The manifest-free ETW mechanism consists of using ETW channel 11 to log the events, and providing a couple of additional data descriptors to describe the event metadata. (One for the provider info, and one for the event layout).

This metadata must be tightly packed in a specific format, which is the purpose of the constexpr templates in etw-metadata.h. This allows for the declaring of the event metadata (the event name, followed by the field names and types), using a constexpr such as the below:

constexpr static auto event_meta = EventMetadata("myEventName",
    Field("MyIntVal", kTypeInt32),
    Field("MyMsg", kTypeAnsiStr),
    Field("Address", kTypePointer));

The event descriptor, to describe the event id, severity level, flags, etc. is declared similarly:

constexpr static auto event_desc =
    EventDescriptor(102, kLevelInfo, 0 /*keyword*/, kOpCodeStart);

The logging of the event uses a variadic template function, with the field values simply provided in order after the metadata. Thus an entire logging function in a provider class would appear something like the below:

void MyProvider::Log3Fields(INT32 val, const std::string& msg, void* addr) {
  constexpr static auto event_desc = EventDescriptor(100, kLevelVerbose);
  constexpr static auto event_meta = EventMetadata("myEventName",
    Field("MyIntVal", kTypeInt32),
    Field("MyMsg", kTypeAnsiStr),
    Field("Address", kTypePointer));

  LogEventData(&event_desc, &event_meta, val, msg, addr);

As the first 2 lines are constexpr variables, these result in no runtime code and are evaluated entirely at compile time.
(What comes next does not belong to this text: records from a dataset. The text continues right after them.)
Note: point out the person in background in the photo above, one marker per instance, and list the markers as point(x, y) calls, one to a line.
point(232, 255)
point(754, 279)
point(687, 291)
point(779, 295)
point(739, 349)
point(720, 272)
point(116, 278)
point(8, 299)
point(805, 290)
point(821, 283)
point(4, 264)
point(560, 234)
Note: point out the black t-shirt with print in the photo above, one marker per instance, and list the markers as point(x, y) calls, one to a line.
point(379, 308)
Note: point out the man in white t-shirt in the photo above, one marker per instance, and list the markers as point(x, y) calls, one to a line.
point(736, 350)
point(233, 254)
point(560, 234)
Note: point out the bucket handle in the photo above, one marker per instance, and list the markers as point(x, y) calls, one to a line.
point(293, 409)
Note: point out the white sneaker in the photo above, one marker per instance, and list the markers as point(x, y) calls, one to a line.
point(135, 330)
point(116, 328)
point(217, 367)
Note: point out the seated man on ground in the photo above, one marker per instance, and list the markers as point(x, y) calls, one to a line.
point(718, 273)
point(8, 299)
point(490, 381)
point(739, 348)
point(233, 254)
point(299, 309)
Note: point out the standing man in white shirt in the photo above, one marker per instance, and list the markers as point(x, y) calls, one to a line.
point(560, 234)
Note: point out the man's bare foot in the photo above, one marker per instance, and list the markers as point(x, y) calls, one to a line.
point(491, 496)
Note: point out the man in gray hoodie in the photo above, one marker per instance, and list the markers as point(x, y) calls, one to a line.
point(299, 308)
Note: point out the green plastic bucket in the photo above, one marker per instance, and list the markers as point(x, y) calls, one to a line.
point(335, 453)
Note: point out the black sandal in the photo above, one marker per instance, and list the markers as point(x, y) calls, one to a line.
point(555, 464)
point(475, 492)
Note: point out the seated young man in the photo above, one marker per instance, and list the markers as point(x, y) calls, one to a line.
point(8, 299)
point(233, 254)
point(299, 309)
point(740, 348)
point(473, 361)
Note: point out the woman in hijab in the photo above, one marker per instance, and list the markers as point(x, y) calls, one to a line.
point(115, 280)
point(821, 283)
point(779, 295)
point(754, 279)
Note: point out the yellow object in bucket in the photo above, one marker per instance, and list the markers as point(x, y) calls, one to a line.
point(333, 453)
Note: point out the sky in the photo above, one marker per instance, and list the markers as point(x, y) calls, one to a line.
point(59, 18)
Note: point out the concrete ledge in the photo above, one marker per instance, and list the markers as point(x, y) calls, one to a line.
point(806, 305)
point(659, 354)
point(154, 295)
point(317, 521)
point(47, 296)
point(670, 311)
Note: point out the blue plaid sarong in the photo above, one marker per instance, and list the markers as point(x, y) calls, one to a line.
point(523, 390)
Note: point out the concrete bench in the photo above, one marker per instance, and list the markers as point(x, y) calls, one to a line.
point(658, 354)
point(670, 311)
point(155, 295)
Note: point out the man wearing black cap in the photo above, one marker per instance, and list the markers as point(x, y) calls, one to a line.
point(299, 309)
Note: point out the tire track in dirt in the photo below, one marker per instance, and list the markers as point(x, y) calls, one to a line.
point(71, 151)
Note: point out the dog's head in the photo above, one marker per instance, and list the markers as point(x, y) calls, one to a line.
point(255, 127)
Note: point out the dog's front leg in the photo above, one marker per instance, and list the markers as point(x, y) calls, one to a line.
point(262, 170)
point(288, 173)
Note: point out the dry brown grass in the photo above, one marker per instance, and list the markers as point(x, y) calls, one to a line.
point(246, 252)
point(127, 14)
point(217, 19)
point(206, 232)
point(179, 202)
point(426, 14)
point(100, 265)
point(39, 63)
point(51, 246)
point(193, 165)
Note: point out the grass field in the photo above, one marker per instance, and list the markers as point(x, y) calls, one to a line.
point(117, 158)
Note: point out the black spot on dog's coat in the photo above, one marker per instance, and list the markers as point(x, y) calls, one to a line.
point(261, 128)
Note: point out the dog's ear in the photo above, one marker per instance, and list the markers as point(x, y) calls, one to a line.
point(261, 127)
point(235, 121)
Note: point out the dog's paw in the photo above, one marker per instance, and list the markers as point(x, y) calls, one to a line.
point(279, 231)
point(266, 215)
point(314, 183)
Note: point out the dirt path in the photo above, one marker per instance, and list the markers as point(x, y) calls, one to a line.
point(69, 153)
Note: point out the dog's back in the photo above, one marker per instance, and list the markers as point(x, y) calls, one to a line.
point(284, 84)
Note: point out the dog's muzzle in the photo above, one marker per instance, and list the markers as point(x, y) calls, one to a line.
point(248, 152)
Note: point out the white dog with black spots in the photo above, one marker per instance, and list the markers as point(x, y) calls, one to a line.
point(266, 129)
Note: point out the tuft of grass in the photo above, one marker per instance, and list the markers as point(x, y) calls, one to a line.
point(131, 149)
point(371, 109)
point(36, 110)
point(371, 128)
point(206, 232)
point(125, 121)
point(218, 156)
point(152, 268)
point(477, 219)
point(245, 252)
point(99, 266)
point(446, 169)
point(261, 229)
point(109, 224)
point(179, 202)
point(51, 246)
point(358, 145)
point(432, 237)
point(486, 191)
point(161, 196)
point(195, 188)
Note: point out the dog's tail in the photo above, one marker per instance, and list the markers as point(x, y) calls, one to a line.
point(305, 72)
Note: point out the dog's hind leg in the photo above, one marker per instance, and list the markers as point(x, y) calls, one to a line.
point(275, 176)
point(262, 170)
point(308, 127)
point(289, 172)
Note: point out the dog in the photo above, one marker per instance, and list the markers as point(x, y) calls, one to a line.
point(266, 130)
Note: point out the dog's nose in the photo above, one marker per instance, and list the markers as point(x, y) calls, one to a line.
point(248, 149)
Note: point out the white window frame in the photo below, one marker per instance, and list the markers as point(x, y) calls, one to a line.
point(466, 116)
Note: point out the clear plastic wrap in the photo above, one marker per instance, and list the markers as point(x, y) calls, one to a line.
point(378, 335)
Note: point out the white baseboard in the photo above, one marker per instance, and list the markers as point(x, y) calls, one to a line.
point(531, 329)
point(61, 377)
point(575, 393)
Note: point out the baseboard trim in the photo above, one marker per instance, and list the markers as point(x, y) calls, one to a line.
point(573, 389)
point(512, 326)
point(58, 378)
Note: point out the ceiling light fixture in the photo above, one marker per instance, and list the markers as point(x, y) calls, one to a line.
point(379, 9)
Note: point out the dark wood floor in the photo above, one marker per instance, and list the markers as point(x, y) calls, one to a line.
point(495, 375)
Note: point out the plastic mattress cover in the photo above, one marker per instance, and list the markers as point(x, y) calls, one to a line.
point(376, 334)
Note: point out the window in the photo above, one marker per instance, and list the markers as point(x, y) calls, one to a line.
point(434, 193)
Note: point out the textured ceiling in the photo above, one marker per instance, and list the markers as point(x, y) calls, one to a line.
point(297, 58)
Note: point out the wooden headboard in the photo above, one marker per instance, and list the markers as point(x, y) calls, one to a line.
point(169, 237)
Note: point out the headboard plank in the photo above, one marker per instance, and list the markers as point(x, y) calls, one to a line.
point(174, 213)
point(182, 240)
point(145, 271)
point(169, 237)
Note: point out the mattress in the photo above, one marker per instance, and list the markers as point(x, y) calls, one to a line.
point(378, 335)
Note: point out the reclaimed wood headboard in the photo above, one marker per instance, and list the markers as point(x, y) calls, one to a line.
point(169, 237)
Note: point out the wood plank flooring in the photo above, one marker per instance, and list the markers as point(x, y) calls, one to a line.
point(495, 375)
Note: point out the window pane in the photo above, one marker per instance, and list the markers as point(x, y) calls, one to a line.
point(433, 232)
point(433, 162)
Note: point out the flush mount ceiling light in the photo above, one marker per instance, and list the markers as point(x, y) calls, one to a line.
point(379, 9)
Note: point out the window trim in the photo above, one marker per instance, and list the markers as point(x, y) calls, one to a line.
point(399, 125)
The code in etw-provider.h declares the EtwProvider class, which your provider should derive from. See the example implementation in the example-etw-provider.* files. The file also shows code to ensure only a single instance of the ETW provider is instantiated. (It does not demonstrate unregistering currently).
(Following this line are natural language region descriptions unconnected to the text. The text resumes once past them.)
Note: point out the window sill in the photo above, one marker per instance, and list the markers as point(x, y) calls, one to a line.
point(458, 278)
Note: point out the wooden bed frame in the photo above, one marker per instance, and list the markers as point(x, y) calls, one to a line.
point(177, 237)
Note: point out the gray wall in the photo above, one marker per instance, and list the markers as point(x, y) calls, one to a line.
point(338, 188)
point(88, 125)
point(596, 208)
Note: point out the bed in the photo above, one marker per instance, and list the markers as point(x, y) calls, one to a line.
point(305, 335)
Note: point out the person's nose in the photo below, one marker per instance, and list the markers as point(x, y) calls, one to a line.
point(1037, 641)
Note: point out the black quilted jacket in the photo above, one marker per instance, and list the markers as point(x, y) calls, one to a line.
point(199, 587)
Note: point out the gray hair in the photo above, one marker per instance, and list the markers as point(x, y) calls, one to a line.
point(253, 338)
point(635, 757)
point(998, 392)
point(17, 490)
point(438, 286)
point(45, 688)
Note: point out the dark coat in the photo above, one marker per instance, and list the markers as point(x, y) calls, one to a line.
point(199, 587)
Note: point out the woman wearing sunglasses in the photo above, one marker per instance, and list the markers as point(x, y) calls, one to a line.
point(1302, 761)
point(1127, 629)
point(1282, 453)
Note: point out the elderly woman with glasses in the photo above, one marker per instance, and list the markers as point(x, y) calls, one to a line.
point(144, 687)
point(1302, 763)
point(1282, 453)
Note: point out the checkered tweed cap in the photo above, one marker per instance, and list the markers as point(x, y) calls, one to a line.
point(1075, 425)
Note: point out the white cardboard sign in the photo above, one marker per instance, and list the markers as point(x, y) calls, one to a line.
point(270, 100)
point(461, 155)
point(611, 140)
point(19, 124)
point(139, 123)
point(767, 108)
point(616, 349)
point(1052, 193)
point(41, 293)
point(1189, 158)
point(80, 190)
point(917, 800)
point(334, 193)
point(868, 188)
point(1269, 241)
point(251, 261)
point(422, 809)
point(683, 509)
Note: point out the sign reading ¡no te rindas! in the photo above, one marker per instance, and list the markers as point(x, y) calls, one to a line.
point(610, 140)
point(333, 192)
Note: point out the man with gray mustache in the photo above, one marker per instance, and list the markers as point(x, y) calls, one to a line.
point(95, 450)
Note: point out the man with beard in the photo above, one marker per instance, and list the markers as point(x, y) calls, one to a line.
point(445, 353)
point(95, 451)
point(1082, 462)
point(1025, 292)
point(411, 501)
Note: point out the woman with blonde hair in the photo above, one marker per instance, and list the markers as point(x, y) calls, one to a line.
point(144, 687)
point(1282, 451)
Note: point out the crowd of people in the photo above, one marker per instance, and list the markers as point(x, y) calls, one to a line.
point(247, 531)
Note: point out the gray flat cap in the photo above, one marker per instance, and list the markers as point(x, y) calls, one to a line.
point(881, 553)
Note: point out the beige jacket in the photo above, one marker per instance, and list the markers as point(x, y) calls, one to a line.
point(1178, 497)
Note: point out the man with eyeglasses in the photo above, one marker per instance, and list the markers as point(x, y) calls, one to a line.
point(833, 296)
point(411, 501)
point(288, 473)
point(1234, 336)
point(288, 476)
The file shows running a simple experiment for measuring perf impact.

Comments near the top of example-etw-provider.h indicate how to start/stop a simple trace from the command line.


This project builds using CMake and the Windows SDK. By default the build uses Clang (see CMakeLists.txt in the root).
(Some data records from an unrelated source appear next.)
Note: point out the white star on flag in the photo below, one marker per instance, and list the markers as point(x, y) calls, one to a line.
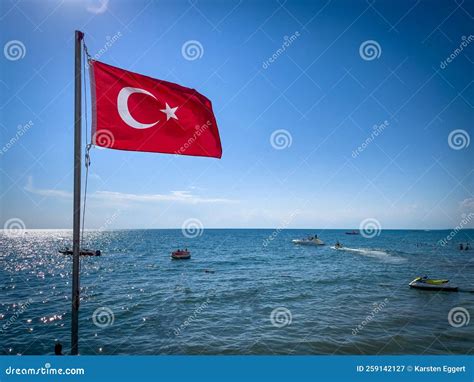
point(170, 112)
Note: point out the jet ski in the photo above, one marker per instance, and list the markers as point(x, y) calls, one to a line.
point(181, 255)
point(433, 284)
point(82, 252)
point(310, 241)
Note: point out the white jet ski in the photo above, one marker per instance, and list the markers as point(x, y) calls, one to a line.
point(312, 241)
point(433, 284)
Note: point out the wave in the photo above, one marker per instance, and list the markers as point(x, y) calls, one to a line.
point(374, 253)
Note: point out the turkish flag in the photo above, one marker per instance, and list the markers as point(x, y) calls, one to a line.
point(138, 113)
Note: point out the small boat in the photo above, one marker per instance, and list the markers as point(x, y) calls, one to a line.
point(312, 241)
point(433, 284)
point(82, 252)
point(181, 254)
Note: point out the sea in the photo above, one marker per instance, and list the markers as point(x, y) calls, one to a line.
point(244, 291)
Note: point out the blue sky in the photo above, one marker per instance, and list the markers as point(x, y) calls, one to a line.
point(320, 90)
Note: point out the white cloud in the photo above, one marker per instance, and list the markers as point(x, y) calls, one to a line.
point(46, 192)
point(173, 196)
point(97, 6)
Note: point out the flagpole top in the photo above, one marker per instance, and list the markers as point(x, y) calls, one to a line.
point(79, 35)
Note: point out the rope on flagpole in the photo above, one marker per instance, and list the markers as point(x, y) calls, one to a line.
point(87, 158)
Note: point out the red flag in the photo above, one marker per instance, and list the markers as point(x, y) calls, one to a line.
point(138, 113)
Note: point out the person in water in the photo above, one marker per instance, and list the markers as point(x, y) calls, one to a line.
point(58, 349)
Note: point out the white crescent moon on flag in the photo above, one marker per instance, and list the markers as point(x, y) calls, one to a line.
point(122, 107)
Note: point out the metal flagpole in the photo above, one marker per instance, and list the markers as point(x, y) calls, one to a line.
point(77, 194)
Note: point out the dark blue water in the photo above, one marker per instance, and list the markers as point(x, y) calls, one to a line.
point(221, 301)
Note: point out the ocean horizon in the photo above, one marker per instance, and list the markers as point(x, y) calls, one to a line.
point(244, 291)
To build to the ./build directory run the following (from the project root):

cmake -G Ninja -B ./build -D CMAKE_BUILD_TYPE=RelWithDebInfo
cmake --build ./build

Implementation notes

  • Using only constexpr auto... and not static constexpr auto... inside functions results in a large amount of assembly in the function to push a representation of the constant data onto the stack. Using static results in this data being in the read-only segment, with the function simply referencing it - which is much cheaper. (This is true of MSVC at least).
  • Enabling tracing of the provider on my Surface Book 2 laptop with a CPU and memory bound process, logging around 10,000 ETW events/sec, resulted in about a 3 percent increase in execution time. (Impact was not observable if there was no session recording the events).
  • Even logging 3 fields plus metadata (as per the Log3Fields function shown above), which also checks if the provider is enabled first, only added 44 assembly instructions inline into the instrumented function, none of which were loops or calls. Most of this was to prepare the data descriptors for the event instance specific data for EventWrite, which seems unavoidable. If the provider is not enabled (likely most of the time), only 2 to 4 assembly instructions are executed before jumping over the rest of the event logging code.
  • By implementing the bulk of the code in header files, it will generally be implemented inline in the function where the logging calls are made. By using the __builtin_expect GCC/Clang built-in, where the check is made if the provider is enabled, the bulk of the tracing code is placed at the end of the function, and in the usual case of the provider not being enabled, no branch is taken, and the tracing instructions may not even be fetched into the instruction cache to execute, resulting in even lower overhead.



  • Not all field data types have been implemented yet.
  • Add support for activities.
  • Add support for unregistering the provider.